There was no main effect of genotype for any of the measures in Golgi-Cox labeled neurons (Table F1) (Fig. 5). All measures demonstrated a main effect of annulus (Table F1) (Fig. 5). In apical length, there was a significant difference found between driver lines—as such, Mayford and Line-84 mice were analyzed separately for Sholl analysis (Fig. 5A). The Line-84 driver line showed insufficient power, so annulus main effects were only analyzed in the Mayford driver line. Mayford mice demonstrated an increase in apical length (p < 0.001) and in basal length (p < 0.001) as annulus increased (Table J1). Apical and basal branch intersections increased as annulus level increased (Table J1). No genotype by annulus interaction effect was present for any Sholl measure.

ABc Mice Showed Increased Total Arbor Path for eGFP- and Golgi-Cox Labeled Neurons

Total arbor path eGFP:

Total arbor path was calculated by summing the products of each branch order’s total length and tortuosity. There was a significant main effect of genotype for apical total arbor [F(2,13) = 6.109, p = 0.013] and basal total arbor [F(2,12) = 4.015, p = 0.044] (Fig. 6A). ABc mice demonstrated a higher apical arbor path than WT mice (post hoc: p = 0.017) and a trend for high apical arbor path compared to BAc mice (p = 0.066) (Fig. 6A). There was no difference in apical arbor between BAc and WT cells (Fig. 6A). Basal total arbor path showed the same trends: an increase in ABc mice basal arbor path compared to WT mice (post hoc: p = 0.017) with a trend in the same measure for BAc mice (post hoc: p = 0.066) (Fig. 6). There was no difference between BAc and WT basal arbor paths (Fig. 6A).

Figure 6:

Analysis of total arbor path in apical and basal dendrites in Thy-1 eGFP and Golgi-Cox labeled cells. A) Thy-1 eGFP labeled neurons show a significant increase in total apical and basal arbor path for ABc cells compared to BAc and WT cells. B) Golgi-Cox labeled neurons also show a significant increase in total apical arbor path for ABc cells over BAc and WT cells, though no such effect was shown for the total basal arbor path.

Total arbor path Golgi-Cox:

There was a significant main effect of genotype on apical total arbor for Golgi-Cox labeled neurons [F(2,12) = 24.724, p < 0.001] (Fig. 6B). ABc neurons demonstrated an increased apical arbor path compared to BAc neurons (post hoc: p < 0.001) and WT neurons (post hoc: p < 0.001) (Fig. 6B). BAc and WT mice did not differ (Fig. 6B). In contrast, there was no main effect of genotype present for basal total arbor path [F(2,12) = 0.058, p = 0.944] (Fig. 6B).

Discussion

Overall, when observed with eGFP labeling, CA1 pyramidal neurons in ABc mice showed measures of more extensive dendritic arbors compared to those from BAc and WT animals. For branch order analyses, increased values were observed for apical average length and basal total length in ABc compared to BAc and WT neurons. For Sholl analyses, ABc cells showed decreased apical length and apical branch intersections near to the soma when compared to BAc and WT cells. This discrepancy in apical length measures between branch order and Sholl analyses is most likely due to a total increased length at higher branch orders, which may have been omitted in the Sholl analysis due to the restriction in total linear extent from the soma imposed by the subjective raters (apical: 500 μm; basal: 200 μm). In agreement with the branch order analyses, ABc animals demonstrated a higher apical total arbor path and basal total arbor path than WTs. Since these experiments were performed in pubertal mice, which have a largely GluN2A native background, the predominant molecular change in ABc mice (compared to WTs) is increased expression of the GluN2B C-terminus. This suggests that the GluN2B C-terminus, the intracellular signaling component of the NMDAR, is primarily responsible for influencing dendritic growth.

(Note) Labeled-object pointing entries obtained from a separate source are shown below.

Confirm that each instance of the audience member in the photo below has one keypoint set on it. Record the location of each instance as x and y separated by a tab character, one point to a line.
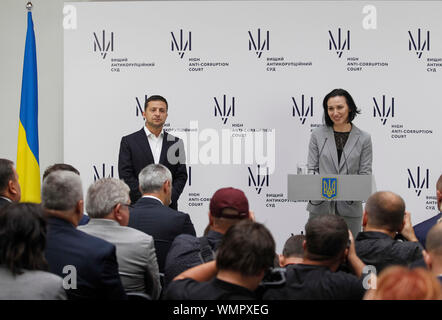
66	167
108	205
327	244
244	256
227	207
9	186
433	254
23	266
152	214
59	166
293	251
401	283
422	228
93	259
384	216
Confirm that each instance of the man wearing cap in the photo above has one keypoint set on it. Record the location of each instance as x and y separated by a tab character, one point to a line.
227	207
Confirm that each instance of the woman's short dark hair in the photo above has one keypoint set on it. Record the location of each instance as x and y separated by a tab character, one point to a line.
247	247
350	102
22	237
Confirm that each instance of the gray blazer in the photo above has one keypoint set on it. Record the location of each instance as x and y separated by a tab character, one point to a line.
30	285
356	158
135	254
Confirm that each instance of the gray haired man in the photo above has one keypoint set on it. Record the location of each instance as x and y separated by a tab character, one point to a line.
107	203
152	215
89	262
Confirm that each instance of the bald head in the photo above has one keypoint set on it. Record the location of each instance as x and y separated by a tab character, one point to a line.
385	210
434	240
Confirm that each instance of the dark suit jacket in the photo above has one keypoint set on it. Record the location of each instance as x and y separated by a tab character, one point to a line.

Genotype effects on some but not all measures of neuron morphology suggest that subfamilies of dendritic parameters may have distinct molecular factors that define them. ABc expression altered apical average length, apical Sholl length and branch intersections, basal total length, and total arbor path for both apical and basal dendrites. Apical total length, apical and basal tortuosity, apical and basal number of branches, basal average length, basal branch intersections and basal Sholl length were not affected by genotype. Applying the same logic as in the opening paragraph of the discussion, parameters affected by ABc expression are likely more directly impacted by the GluN2B C-terminus, because the N-terminus and TMDs of ABc match the WT background. This is further supported by the lack of effect in the BAc line where the molecular alteration is replacement of the N-terminus and TMDs of the native GluN2A subunits with those of the transgenic GluN2B subunits, which would directly alter calcium conductance and not intracellular signaling. Other morphological parameters may be governed by different NMDAR properties or are not altered by GluN2 subunit content. For instance, the chimeric changes did not impact the number of branches in either the apical or basal dendrites, suggesting that this measure is not impacted by changes in NMDAR signaling. Previous reports of NMDAR involvement in the regulation of dendritic morphology involved stress (Blanke & VanDongen, 2009) or developing animals (Maki, Aman, Amico-Ruvio, Kussius & Popescu, 2012), supporting the idea that some aspects of dendrite morphology may be more stable and less susceptible to perturbation in healthy adult animals.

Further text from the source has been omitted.